Para a psicanálise, a função paterna é a que põe limite, é a castradora e a função materna é a que proporciona o aconchego, o conforto. Bicalho também alerta sobre a decadência da função paterna nos dias atuais. “A realidade é que na maioria das casas brasileiras quem está comandando é a mulher e isso está influenciando na educação dos filhos. Como a tendência é que a mãe cumpra a função materna, na maioria das vezes, esse papel se sobressai e fica faltando na educação a parte de colocar de limites.”

Em alguns casais o quadro se inverte, a mãe cumpre a função paterna e o pai a função materna.

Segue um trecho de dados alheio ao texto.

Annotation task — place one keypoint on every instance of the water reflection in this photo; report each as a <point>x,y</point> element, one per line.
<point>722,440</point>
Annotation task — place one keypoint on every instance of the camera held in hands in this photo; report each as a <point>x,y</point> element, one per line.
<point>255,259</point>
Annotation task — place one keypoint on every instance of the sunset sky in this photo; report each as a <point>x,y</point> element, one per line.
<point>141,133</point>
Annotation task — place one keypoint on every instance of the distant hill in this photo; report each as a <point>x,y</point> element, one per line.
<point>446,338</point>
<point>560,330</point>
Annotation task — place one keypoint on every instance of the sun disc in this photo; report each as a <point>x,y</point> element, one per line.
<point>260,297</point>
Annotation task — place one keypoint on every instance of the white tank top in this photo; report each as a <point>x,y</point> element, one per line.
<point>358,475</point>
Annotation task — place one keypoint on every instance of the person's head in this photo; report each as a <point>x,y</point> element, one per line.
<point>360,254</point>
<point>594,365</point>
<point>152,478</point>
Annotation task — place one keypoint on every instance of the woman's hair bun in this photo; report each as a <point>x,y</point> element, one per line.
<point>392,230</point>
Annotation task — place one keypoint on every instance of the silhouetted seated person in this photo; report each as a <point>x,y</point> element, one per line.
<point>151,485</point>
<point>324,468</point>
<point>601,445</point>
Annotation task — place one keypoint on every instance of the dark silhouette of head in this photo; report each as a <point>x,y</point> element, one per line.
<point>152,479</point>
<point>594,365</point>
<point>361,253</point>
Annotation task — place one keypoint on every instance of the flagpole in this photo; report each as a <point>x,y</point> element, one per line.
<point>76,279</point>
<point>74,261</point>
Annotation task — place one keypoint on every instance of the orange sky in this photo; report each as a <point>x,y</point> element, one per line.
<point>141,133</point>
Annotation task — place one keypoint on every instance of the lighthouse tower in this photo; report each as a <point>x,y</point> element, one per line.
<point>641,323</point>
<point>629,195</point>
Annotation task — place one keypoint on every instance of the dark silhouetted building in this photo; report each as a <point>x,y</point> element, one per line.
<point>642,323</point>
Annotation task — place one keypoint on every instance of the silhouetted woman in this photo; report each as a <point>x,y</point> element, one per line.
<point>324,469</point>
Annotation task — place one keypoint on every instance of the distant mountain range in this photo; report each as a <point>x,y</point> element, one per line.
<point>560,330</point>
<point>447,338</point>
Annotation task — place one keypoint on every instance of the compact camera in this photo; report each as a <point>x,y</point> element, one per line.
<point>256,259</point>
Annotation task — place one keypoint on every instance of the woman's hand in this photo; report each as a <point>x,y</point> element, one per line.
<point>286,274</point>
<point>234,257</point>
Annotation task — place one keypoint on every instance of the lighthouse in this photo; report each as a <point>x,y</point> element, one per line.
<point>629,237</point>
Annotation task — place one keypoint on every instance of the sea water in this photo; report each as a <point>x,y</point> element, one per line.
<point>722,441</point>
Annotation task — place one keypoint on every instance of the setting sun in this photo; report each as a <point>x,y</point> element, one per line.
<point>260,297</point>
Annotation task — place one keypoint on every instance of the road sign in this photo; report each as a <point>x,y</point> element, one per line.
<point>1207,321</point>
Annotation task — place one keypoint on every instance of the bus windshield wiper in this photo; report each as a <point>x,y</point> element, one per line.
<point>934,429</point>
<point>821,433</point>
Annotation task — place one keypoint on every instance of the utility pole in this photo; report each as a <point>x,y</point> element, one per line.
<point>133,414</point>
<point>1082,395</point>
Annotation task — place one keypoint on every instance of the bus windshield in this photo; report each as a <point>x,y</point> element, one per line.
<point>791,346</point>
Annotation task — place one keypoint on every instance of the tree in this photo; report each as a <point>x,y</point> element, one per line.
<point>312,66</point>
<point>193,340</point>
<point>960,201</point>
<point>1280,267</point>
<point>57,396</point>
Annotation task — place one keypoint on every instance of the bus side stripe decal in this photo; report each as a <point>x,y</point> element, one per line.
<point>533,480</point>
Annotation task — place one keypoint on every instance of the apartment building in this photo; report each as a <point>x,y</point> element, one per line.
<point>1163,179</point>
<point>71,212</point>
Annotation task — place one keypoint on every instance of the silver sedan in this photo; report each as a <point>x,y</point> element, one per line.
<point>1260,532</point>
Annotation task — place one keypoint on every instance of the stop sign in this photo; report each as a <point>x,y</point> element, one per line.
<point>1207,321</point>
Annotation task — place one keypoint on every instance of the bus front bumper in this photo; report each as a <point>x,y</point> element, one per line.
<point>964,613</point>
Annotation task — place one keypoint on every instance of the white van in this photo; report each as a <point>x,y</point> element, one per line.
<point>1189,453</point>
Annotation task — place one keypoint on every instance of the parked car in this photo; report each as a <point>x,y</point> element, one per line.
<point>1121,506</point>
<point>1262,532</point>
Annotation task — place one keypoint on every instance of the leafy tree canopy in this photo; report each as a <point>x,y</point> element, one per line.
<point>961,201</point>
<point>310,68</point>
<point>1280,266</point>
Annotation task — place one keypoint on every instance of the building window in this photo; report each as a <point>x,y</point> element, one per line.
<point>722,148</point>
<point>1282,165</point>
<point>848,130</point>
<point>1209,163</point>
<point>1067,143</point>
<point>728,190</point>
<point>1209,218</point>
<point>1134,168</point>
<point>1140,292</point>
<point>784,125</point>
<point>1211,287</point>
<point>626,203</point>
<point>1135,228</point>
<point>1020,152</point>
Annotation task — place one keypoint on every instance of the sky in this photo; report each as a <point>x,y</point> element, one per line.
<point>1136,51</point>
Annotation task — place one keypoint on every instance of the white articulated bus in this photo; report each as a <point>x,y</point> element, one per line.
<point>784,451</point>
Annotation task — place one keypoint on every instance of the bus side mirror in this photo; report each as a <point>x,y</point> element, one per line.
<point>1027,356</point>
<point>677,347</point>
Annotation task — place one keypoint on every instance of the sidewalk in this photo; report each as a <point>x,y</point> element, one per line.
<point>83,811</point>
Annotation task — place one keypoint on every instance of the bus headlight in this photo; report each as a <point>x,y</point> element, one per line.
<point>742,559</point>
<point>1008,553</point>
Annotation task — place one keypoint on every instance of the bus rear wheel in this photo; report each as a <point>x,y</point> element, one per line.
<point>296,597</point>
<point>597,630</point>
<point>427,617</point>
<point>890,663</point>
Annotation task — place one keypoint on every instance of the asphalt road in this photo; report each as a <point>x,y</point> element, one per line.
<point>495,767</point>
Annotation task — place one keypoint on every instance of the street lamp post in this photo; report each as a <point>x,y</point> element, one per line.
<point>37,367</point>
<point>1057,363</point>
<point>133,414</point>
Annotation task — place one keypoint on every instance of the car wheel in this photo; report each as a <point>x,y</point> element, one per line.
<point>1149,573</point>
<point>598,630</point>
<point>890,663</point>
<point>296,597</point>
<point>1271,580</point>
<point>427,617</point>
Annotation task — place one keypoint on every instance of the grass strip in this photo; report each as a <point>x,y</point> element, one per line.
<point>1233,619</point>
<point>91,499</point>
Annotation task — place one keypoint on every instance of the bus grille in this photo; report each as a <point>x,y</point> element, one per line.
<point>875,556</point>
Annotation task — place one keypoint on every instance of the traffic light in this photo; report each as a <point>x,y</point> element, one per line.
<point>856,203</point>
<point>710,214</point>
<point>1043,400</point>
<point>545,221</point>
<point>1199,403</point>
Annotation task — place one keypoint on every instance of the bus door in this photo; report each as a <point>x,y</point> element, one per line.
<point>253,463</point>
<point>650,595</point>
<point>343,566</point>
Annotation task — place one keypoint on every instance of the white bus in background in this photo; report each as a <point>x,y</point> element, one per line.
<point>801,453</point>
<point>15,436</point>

Mesmo nos casais homossexuais um exerce a função materna e o outro a paterna.

“Também o aumento da carga horária de trabalho e a ausência no desenvolvimento dos filhos têm gerado nos pais um sentimento de culpa. Por isso, no momento que estão com eles, os pais tendem a não castrar, não frustrar, ou seja, se ausentam da educação e acabam oferecendo apenas aconchego a seus filhos, o que reforça ainda mais a função materna.”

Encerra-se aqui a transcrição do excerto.